UK Employees Say Poor Management Is Making Them Unhappy at Work

07 February

At Hales Group we recently conducted a survey to gain a greater understanding of what is making employees unhappy at work. Conducting the UK wide survey, we wanted to find out what the unhappiest sector is, which region has the highest number of unhappy employees, the areas that staff wish they could change at work and their biggest dislike about where they work.

Poor management was found to be making employees most unhappy at work as 48% said that this was the cause of their workplace sadness, followed by 20% who said that they were not paid enough. 13% felt that their company has no career progression, and with company culture something which many organisations are placing a large emphasis on, 13% said that this was not up to scratch and was making them unhappy.

Overall employee satisfaction was below average in the survey, with 23% less than satisfied with going to work each day.
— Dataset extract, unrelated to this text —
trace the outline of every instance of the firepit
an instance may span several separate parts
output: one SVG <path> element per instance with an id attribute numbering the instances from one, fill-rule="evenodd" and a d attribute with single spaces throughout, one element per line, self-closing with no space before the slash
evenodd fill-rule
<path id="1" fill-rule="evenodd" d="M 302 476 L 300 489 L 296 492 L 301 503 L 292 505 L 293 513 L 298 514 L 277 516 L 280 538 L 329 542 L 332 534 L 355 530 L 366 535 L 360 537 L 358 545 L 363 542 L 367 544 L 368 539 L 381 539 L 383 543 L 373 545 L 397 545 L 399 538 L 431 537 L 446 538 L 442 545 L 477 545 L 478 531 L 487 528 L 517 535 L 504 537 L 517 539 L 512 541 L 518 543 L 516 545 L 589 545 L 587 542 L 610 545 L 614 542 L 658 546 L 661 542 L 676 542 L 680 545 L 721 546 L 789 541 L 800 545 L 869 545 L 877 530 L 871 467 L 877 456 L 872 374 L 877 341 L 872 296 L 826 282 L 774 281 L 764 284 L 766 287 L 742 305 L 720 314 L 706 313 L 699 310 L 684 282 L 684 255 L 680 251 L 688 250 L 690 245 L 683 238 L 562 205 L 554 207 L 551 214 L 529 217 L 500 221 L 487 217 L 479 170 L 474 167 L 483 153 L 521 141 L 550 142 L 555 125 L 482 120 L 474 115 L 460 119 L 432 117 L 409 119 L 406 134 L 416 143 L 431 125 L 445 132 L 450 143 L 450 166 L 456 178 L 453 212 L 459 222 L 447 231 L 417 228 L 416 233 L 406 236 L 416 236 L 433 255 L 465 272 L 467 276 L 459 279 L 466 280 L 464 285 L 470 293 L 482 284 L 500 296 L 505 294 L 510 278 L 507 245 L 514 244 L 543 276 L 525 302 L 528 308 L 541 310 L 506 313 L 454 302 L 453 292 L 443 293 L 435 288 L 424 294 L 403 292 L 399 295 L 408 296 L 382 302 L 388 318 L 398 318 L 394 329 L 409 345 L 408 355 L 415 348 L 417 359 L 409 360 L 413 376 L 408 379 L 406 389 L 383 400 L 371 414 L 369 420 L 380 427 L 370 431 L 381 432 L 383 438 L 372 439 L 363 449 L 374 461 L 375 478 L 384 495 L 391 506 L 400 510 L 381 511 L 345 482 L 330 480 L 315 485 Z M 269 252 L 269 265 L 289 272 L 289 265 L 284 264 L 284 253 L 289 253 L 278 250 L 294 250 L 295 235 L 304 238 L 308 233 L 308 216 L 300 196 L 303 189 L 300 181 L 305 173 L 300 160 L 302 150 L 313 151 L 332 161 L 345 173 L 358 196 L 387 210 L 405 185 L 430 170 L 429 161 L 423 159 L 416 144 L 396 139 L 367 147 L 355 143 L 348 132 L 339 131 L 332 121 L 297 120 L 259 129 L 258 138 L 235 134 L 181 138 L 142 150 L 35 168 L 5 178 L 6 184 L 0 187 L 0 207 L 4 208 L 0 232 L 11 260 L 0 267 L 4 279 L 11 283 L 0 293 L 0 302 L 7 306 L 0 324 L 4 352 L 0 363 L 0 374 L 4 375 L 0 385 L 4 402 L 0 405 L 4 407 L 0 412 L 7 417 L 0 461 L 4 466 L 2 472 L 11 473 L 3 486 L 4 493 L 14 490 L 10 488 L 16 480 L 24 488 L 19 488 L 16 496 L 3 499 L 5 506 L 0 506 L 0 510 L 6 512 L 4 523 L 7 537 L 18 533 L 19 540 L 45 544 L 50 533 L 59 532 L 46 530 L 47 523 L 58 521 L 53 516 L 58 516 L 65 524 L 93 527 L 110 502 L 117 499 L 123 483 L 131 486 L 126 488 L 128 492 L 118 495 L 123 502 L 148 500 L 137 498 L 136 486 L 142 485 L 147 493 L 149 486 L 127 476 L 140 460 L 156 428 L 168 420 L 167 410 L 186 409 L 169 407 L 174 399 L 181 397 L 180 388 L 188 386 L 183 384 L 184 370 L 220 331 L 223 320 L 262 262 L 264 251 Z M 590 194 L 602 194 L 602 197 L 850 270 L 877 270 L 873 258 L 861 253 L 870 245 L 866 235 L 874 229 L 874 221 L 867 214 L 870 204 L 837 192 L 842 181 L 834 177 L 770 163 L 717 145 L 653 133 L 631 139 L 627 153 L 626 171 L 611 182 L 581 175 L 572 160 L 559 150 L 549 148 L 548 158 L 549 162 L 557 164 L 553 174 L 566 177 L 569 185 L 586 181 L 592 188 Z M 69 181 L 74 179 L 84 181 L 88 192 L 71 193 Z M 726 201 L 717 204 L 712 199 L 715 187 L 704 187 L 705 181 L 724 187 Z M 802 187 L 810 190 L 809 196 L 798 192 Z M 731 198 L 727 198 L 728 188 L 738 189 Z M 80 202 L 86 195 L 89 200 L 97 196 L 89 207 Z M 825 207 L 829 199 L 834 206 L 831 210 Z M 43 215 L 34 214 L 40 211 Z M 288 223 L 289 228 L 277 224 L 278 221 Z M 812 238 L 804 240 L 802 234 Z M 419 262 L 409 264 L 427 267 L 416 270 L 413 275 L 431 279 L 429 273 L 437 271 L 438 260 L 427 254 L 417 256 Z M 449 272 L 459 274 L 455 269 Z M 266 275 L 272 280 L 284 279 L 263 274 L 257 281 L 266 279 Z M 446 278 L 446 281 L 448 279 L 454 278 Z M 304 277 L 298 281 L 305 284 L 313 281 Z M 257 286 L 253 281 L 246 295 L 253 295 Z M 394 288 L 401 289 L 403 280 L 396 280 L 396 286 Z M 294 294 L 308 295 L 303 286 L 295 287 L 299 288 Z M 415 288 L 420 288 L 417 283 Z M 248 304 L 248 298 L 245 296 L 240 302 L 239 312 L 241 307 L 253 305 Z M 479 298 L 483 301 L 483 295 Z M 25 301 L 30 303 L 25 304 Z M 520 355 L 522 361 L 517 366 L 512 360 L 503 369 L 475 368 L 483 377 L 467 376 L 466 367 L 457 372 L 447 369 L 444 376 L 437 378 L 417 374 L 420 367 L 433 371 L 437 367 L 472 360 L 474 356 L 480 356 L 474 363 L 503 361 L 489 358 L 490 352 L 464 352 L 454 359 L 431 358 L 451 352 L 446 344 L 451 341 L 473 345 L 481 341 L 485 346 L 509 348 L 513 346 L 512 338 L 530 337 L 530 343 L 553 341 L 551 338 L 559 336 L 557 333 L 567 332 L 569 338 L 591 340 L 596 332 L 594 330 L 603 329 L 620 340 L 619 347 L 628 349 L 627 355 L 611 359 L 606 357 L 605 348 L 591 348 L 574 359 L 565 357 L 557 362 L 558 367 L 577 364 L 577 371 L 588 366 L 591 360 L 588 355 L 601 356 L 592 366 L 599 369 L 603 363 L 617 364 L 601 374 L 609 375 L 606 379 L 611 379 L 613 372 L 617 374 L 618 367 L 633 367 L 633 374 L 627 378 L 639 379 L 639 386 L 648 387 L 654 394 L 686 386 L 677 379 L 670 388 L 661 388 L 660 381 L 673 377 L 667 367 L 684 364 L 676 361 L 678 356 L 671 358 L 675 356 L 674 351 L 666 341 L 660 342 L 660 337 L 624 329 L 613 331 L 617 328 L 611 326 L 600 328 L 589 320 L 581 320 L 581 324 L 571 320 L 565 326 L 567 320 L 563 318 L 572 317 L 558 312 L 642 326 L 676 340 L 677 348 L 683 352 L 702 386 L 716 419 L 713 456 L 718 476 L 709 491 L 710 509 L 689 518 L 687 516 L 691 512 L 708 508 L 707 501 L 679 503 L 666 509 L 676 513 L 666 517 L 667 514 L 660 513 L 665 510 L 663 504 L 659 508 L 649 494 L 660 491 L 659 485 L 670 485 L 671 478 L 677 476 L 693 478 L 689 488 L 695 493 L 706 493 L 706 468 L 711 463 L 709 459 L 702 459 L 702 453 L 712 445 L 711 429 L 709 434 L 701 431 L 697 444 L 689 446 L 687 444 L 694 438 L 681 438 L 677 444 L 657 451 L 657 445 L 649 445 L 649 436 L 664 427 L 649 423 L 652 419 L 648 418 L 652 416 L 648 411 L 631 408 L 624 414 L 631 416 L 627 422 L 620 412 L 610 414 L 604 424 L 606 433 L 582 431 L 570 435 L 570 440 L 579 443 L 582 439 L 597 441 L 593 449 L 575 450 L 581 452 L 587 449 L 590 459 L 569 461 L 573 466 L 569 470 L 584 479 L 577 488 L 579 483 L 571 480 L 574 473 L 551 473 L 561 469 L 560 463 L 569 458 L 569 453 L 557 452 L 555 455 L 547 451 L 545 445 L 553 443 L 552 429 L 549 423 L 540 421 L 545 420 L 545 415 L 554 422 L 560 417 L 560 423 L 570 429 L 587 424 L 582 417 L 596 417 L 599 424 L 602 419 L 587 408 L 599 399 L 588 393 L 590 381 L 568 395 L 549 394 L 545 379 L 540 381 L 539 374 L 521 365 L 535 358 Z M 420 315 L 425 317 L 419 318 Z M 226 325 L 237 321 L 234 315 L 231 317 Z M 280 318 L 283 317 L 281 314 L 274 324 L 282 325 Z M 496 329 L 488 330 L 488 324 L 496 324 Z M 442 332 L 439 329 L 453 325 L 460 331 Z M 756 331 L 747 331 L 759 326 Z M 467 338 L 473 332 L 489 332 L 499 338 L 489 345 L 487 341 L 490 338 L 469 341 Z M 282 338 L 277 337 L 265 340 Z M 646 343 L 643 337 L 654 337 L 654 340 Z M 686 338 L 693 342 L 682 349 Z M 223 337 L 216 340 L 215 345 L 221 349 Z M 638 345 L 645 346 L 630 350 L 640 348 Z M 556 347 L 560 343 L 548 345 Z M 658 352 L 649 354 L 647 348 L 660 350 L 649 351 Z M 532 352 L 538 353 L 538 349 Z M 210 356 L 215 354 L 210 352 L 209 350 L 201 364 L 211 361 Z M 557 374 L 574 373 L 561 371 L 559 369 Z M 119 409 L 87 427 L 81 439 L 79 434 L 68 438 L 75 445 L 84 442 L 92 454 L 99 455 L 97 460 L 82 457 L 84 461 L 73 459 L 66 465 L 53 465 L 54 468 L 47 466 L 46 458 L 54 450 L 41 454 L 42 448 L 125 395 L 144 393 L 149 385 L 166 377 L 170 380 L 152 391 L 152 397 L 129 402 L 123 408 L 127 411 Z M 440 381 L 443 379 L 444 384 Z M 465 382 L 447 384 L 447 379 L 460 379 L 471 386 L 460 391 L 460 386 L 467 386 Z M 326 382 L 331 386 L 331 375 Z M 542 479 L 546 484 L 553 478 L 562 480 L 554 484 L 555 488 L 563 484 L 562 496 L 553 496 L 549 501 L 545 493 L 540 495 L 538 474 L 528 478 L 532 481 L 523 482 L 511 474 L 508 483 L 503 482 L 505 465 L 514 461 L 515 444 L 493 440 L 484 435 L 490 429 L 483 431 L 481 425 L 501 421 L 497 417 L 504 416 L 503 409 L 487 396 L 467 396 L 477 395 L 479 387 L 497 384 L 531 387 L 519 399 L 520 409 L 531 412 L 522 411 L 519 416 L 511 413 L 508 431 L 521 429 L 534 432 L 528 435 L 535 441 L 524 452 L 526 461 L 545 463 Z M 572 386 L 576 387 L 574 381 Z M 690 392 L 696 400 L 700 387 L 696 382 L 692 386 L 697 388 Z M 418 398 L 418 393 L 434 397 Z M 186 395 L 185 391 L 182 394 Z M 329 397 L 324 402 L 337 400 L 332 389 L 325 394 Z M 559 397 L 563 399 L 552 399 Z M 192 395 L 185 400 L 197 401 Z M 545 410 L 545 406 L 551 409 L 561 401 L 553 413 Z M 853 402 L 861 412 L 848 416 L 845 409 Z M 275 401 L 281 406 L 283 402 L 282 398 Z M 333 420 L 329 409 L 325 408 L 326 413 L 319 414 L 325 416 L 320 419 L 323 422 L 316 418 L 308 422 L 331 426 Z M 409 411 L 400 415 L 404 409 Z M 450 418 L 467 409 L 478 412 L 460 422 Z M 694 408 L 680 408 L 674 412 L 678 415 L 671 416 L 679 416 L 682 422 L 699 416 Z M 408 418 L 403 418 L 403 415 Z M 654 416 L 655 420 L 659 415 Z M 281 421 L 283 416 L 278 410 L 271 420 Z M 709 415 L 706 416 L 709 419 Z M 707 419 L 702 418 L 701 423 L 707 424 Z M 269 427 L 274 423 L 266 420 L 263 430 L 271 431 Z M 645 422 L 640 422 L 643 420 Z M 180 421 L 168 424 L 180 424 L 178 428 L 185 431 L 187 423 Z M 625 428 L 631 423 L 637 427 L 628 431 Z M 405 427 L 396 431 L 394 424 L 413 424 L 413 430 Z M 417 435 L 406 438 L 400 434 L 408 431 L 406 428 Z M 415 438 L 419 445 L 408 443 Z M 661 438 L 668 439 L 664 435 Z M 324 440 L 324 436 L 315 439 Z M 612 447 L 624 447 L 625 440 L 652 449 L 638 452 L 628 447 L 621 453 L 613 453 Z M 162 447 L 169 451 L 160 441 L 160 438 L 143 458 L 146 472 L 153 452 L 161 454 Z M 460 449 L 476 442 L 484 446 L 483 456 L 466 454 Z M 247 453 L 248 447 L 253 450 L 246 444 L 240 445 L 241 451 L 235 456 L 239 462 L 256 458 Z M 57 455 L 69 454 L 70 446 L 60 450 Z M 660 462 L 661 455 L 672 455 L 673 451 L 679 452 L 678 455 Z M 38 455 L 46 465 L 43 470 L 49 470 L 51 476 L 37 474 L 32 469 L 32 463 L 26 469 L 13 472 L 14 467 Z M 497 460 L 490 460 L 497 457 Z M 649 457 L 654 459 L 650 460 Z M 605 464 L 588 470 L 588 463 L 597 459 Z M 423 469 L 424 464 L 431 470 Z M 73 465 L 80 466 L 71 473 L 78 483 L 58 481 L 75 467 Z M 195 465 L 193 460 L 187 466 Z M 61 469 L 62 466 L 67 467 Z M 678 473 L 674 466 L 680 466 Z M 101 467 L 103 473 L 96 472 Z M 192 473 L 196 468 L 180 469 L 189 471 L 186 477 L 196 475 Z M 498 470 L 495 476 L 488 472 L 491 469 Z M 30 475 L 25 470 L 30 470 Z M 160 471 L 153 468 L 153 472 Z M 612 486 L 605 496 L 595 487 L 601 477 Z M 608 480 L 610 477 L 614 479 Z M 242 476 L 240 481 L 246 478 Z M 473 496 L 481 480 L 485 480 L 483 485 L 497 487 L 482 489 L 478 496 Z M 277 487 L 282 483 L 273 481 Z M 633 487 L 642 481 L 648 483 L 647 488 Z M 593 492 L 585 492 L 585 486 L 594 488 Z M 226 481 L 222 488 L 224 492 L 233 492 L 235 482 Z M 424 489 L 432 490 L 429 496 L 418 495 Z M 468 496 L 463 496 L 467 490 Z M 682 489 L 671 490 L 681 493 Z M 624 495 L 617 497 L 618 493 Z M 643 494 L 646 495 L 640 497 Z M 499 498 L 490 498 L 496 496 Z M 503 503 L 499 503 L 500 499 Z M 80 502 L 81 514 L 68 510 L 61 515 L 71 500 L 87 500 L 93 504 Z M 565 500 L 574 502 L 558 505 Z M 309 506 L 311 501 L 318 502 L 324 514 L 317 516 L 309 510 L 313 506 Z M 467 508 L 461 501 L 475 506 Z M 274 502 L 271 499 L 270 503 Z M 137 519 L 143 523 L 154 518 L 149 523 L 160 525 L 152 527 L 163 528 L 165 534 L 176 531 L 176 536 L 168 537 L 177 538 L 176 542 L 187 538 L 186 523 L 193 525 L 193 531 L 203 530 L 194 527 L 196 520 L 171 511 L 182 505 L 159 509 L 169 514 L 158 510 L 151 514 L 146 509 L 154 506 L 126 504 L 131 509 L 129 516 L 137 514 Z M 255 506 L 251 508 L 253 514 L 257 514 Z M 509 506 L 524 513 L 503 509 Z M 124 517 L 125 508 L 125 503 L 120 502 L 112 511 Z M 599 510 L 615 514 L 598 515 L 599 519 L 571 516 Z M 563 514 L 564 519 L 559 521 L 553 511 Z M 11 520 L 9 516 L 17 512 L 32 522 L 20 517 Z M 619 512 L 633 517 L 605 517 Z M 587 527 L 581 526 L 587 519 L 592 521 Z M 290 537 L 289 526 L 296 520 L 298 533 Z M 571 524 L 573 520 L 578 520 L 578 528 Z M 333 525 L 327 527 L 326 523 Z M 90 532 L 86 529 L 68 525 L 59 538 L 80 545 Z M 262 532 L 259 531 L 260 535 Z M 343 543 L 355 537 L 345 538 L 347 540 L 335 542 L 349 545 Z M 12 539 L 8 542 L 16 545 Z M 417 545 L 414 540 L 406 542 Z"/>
The South East is the unhappiest region in the UK, with the largest number of respondents coming from this area, followed by the East Midlands – showing that businesses in this area are not up to employee standards, and leaving room for work to be done by managers and organisations in this region.

As for the unhappiest sector, those who work in education said that they were the most unhappy, with employees in accountancy, banking and finance coming closely behind. Social care and tech were found to be two of the most satisfactory sectors to work in.

Management is the thing that 41% of employees would like to change about their job the most, with 27% saying that the company culture requires improvement if it is to improve their happiness at work.

With management coming top overall for making employees unhappy and being the area that staff would like to change, management teams within organisations need to look at the ways that it can provide better support to employees in order to improve their workplace wellbeing and professional development.

The survey highlights that company culture is not pleasing employees, as it is evident that pay alone is not the key to increasing job satisfaction. Monetary gain is no longer essential to keeping employees happy, with a greater emphasis on a workplace which has a culture which is inclusive and accommodating to all employees and allows them a work/life balance to suit their needs and lifestyle.

Kirsty Walpole, Director of Sales and Operations at Hales Group, comments, “It is interesting to see that poor management now outweighs low salary as the thing people most dislike, however, this would mirror what candidates tell us when they register. The biggest reason for leaving a role is that workers do not feel appreciated. Your culture and surroundings play a big part in how you feel at work, and you are with your colleagues for up to 8 hours a day, so this is understandable. This is something all employers should focus on to increase retention and productivity.”